After Kim signed his scorecard he emerged from the tent and was met by a media official, who was requesting comment for a small phalanx of eager reporters. He shook his head; he was all set, thanks. What was there to talk about? He’d shot three-over 73. He was chilly. And he wasn’t interested in explaining why his pants were rolled up to his knees. But multiple bystanders quickly made it clear that this was, like, a thing.
Reality began to set in, and so Kim reluctantly headed over to the ESPN interview setup to speak with Michael Eaves, cautiously pulling out his phone as he went.
“Oh, no,” he said, reacting in real time. “Everybody knows?!”
And then he explained what had happened.
Less than an hour before, Kim had blocked his tee shot at the par-4 sixth, sending it right of the fairway and into the adjacent marsh. It seemed likely his ball had found a watery grave, but when he approached the landing area he was given some hope. Spotters told Kim that his ball had crossed the water and had landed in the mud in the center of the marsh. It seemed like a long shot — but if it was alive, perhaps it was playable?
The spotters had seen two balls in the muck, though they suspected they’d been there a while. Kim’s caddie, Joe Skovron, tried to dissuade him. It wasn’t worth it. Kim considered that advice but ultimately dismissed it. Like any golfer searching for his ball, he was feeling optimistic. What if…
It didn’t go well.
“As soon as I went in — it was kinda sketch,” Kim told ESPN.
There was no ball. There was no hope. And suddenly Kim felt one foot slip, then the next, and fell deeper and deeper into the muck. He was suddenly scrambling. He called out to Skovron for help. But what was he supposed to do?
“I said, ‘Are you sure you can’t move?'” Skovron recounted post-round on his way to the parking lot. “Then I would have gotten stuck, too, and we’d have had a disaster. There was no way, I couldn’t go in there. I took a couple steps and that was about as far as I could go. The next step I was going to be down there.
“I was like, uh oh, he’d better be able to get out. And he got out.”
“I had to use every part of my body to get out,” Kim explained. “I’ve had better days.”
What happens when you suddenly get mucky in the middle of a major championship? It’s not a question we’ve seen answered particularly often. But Kim was walking past a stream, which gave him an idea.
“I was wet enough I thought I might as well go in the water and wash myself off, so that’s what I did,” he added.
He bathed on live television. That helped take some of the mud off. It didn’t help with the cold, though, so he ditched his shirt for a sweater tucked in his golf bag. (They hadn’t bothered packing extra socks.)

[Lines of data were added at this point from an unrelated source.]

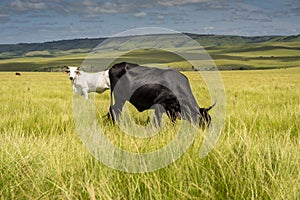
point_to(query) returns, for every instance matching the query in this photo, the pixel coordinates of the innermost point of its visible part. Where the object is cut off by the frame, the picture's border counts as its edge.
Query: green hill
(229, 52)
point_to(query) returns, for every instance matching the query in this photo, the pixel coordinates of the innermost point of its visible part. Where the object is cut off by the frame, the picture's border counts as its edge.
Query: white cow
(84, 83)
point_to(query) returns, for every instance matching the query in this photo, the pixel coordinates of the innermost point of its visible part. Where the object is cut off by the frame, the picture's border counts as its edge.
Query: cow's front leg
(115, 111)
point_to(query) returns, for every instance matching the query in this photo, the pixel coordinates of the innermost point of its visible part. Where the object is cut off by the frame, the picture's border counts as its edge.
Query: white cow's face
(73, 72)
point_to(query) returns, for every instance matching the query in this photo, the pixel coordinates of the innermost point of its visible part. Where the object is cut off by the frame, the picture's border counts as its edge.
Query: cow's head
(73, 72)
(205, 117)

But there was good news. Kim took his drop and got down in three shots from 252 yards away, a thoroughly epic bogey. His yardage book had somehow survived, too. He gave himself a look at birdie at No. 7 but settled for par, then followed that with two more. His 73 left him T63 on a difficult day at Oak Hill. He was proud of the effort.

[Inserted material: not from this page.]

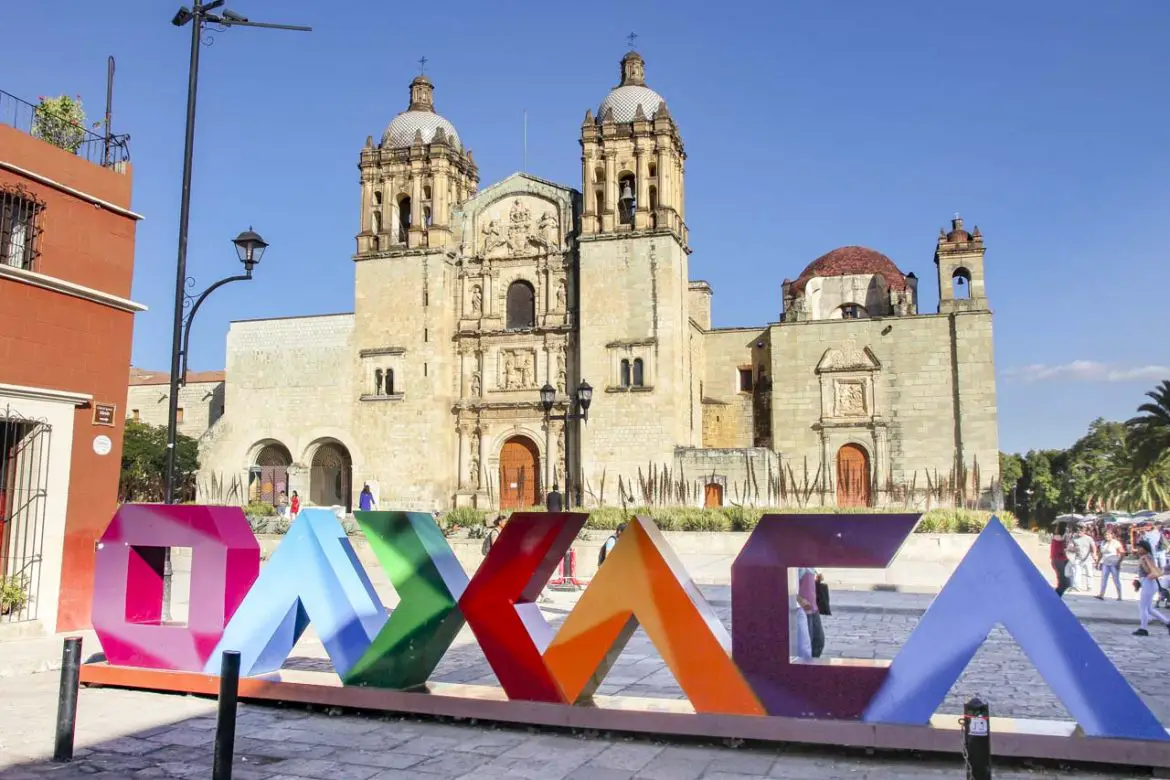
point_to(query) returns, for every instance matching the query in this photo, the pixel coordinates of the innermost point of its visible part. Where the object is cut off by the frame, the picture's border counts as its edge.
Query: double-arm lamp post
(249, 244)
(580, 400)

“I hung in there, especially after what happened there,” he said. Then he made an appeal to the crowd.
“I hope everyone at home understands it’s a major championship, I’m trying to play the best that I can and every shot matters. I definitely went full in and went through all of that. It didn’t really help.” He tried to end on a positive note.

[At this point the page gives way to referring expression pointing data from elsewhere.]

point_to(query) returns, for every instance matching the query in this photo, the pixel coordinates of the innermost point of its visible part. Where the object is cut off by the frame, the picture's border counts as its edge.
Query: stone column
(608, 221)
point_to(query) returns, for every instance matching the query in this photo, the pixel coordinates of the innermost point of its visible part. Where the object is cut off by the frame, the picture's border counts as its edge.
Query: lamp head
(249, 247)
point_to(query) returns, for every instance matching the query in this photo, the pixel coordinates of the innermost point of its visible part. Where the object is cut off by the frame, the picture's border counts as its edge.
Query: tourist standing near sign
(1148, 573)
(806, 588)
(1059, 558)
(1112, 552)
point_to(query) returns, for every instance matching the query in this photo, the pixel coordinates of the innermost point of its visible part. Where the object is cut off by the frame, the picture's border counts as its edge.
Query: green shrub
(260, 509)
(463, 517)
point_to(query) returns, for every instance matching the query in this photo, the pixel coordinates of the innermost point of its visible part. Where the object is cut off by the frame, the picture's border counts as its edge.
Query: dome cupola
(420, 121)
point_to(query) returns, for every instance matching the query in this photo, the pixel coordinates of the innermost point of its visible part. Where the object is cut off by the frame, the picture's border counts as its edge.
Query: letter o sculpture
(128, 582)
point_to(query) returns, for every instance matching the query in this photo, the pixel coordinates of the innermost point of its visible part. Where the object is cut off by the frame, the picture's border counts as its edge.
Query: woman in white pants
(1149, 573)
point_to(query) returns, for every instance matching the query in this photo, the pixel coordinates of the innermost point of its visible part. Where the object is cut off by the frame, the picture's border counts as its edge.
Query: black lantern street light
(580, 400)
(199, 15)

“It was a great experience.”
If Kim was surprised, his caddie sure wasn’t. Skovron spent a decade looping for Rickie Fowler, after all. He’s experienced the speed and reach of the internet.
“I figured it went viral,” Skovron said. “Of course. There’s cameras everywhere.”
He gave a shiver as he strolled off into the night. It had gotten chilly, swamp adventure or not.
“Played alright after,” he yelled back.